12 Gennaio 2006
Il partito Forza Milan
Autore: Giovanni Valentini
Fonte: la Repubblica
DAL partito-azienda al partito-squadra, nel senso propriamente calcistico del termine. Da Forza Italia, insomma, a Forza Milan. Se non si farà in tempo prima delle elezioni, questa è la parabola a cui sembra fatalmente destinato il partito del Presidente.

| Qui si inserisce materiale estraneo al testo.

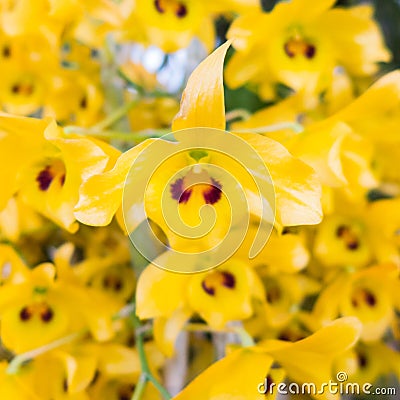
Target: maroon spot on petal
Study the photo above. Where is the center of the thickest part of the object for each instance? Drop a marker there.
(181, 11)
(229, 280)
(158, 6)
(268, 382)
(370, 298)
(310, 51)
(178, 192)
(208, 289)
(44, 178)
(213, 193)
(6, 51)
(25, 314)
(47, 315)
(273, 294)
(83, 103)
(341, 230)
(118, 285)
(362, 360)
(62, 179)
(288, 52)
(354, 245)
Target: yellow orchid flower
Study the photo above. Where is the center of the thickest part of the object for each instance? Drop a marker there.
(284, 253)
(17, 219)
(317, 353)
(50, 166)
(172, 24)
(303, 46)
(14, 387)
(354, 236)
(366, 294)
(366, 363)
(218, 296)
(202, 105)
(40, 309)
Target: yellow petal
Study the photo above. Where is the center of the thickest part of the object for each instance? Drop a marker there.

Con la decisione o forse, sarebbe meglio dire l´obbligo di votare contro la proposta di ripristinare al più presto la vendita collettiva dei diritti tv sul campionato di calcio, gli “azzurri” della politica hanno smesso (metaforicamente) la maglia della Nazionale, dell´interesse generale, della maggioranza delle società e dei tifosi, per indossare la casacca rossonera, quella appunto della squadra che appartiene al loro padre-padrone.

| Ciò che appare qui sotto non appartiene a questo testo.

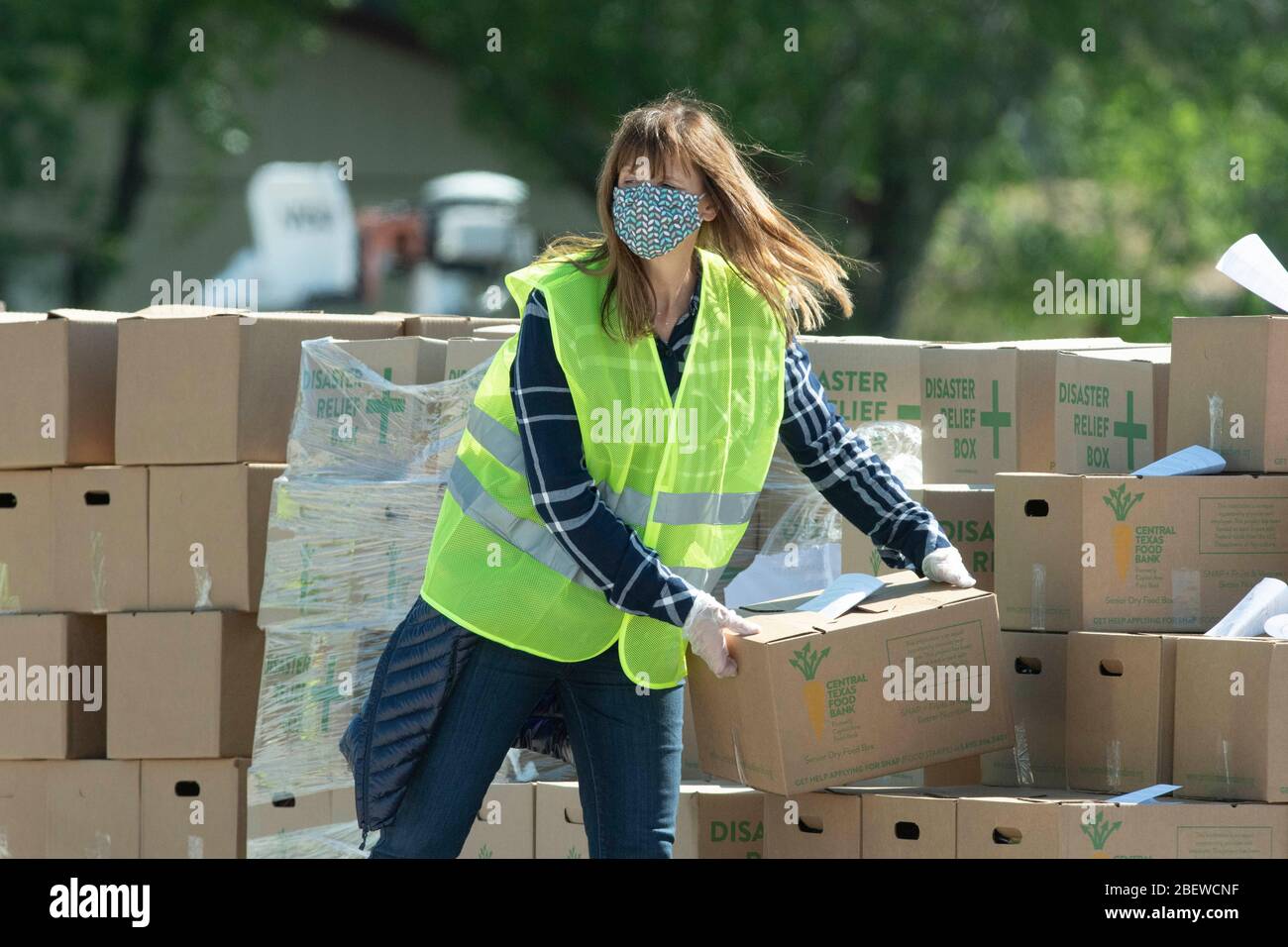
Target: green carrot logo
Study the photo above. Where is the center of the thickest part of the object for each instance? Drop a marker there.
(1121, 502)
(806, 661)
(1099, 832)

E riservando il beneficio alle altre grandi del calcio italiano, dalla Juventus all´Inter, a trarne il vantaggio maggiore saranno sempre le casse di Mediaset, l´azienda controllata dal medesimo presidente del Consiglio.
Ecco un altro esempio lampante, dopo quelli del digitale terrestre e dei “decoder di Stato”, che dimostra come la legge sul conflitto di interessi sia in realtà una farsa, una burla, una barzelletta di quelle che al Cavaliere piace tanto raccontare agli italiani.

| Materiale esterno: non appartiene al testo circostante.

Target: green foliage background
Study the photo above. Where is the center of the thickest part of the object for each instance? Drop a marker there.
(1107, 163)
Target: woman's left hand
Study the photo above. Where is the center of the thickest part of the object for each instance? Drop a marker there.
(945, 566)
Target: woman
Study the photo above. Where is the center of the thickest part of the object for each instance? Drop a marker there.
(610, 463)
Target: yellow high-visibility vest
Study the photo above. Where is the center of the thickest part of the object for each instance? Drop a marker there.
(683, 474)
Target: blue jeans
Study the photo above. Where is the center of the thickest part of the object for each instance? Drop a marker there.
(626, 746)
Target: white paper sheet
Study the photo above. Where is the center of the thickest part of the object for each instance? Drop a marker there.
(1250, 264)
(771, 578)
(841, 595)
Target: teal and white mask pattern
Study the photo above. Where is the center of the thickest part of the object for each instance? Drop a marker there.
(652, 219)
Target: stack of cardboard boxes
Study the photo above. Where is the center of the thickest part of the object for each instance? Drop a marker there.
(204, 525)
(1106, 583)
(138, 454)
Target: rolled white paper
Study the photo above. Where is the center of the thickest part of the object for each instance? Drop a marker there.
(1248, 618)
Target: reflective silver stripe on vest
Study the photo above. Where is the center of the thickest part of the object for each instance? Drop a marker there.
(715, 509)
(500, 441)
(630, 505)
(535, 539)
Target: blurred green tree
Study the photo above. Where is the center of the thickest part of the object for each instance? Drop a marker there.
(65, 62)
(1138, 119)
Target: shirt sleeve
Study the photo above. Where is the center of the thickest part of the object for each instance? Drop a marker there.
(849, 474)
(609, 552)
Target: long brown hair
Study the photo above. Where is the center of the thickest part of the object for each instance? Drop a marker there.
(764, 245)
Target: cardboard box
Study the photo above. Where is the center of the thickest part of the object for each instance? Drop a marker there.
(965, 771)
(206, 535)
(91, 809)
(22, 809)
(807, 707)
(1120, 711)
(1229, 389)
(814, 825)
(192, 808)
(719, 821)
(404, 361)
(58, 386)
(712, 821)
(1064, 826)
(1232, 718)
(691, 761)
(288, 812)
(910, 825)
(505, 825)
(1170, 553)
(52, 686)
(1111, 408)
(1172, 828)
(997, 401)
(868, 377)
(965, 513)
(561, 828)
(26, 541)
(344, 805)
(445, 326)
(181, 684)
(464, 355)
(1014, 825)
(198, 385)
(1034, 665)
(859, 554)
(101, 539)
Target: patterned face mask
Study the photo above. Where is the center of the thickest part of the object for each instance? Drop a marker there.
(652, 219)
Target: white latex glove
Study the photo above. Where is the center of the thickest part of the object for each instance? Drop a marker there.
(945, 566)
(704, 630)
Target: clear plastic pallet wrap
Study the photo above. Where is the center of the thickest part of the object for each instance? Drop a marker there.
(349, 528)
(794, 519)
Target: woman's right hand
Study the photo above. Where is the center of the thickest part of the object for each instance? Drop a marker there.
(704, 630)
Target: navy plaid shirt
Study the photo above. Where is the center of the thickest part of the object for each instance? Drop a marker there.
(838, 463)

Questa volta, però, non c´è stato neppure bisogno che il premier si assentasse per qualche minuto dal Consiglio dei ministri, per andare a prendere un caffè o per soddisfare un impellente bisogno fisiologico.
La squadra di Forza Italia ha risposto a comando: il suo è stato, anzi, un riflesso condizionato, una reazione istintiva, una prova di fedeltà cieca e assoluta, contro uno schieramento trasversale che va dai Democratici di sinistra ad Alleanza nazionale.
Ma in quale altro Paese al mondo esiste un capo del governo che, possedendo un impero televisivo e una società di calcio, obbliga il suo partito a votare in Parlamento a favore delle sue televisioni e quindi della sua squadra?
Se andiamo ancora avanti di questo passo, a Sua Emittenza non basterà più trasmettere a reti unificate: vorrà anche trasmettere a circuito chiuso, in esclusiva su Milan Channel, magari solo ai possessori di una card pre-pagata emessa da Mediolanum, la banca del Presidente.
E pensare che si tratta dello stesso presidente del Consiglio che, in preda a un raptus elettoralistico, imputa agli avversari un “inaccettabile intreccio tra politica e affari”…
Al di là degli interessi di bottega, c´è in tutto ciò una visione oligarchica della politica e dello sport, secondo la quale chi ha più soldi raccoglie più voti; chi ha più voti esige maggiori spazi in tv, a dispetto di qualsiasi par condicio; e chi ha più soldi e più voti pretende anche più vittorie e punti in classifica, perché si può permettere i giocatori più forti e più pagati.
E in base a questo incassa maggiori diritti televisivi. Così chi è più ricco e più forte, nel calcio o nella politica, è destinato a diventare sempre più ricco e più forte, mentre chi è più povero e più debole è condannato a diventare sempre più povero e più debole.
La soluzione, in fondo, sarebbe semplice: dividere il 50% dei diritti televisivi in parti uguali, come si fa in Inghilterra e come propone la stessa Federcalcio italiana, per ripartire il resto in base alla classifica dell´anno precedente, al numero degli abbonati e dei tifosi.
Ma la Lega calcio, guidata da un altro dipendente di Mediaset che risponde al nome di Adriano Galliani, non ci sta. E allora, ai “ribelli” non resta che minacciare il blackout televisivo sui propri campi, con il rischio di rovinare definitivamente quello che una volta era “il campionato più bello del mondo”. Per quanto forti siano, le “tre grandi” non potranno giocare da sole a uso e consumo della tv e neppure incontrarsi sempre tra loro.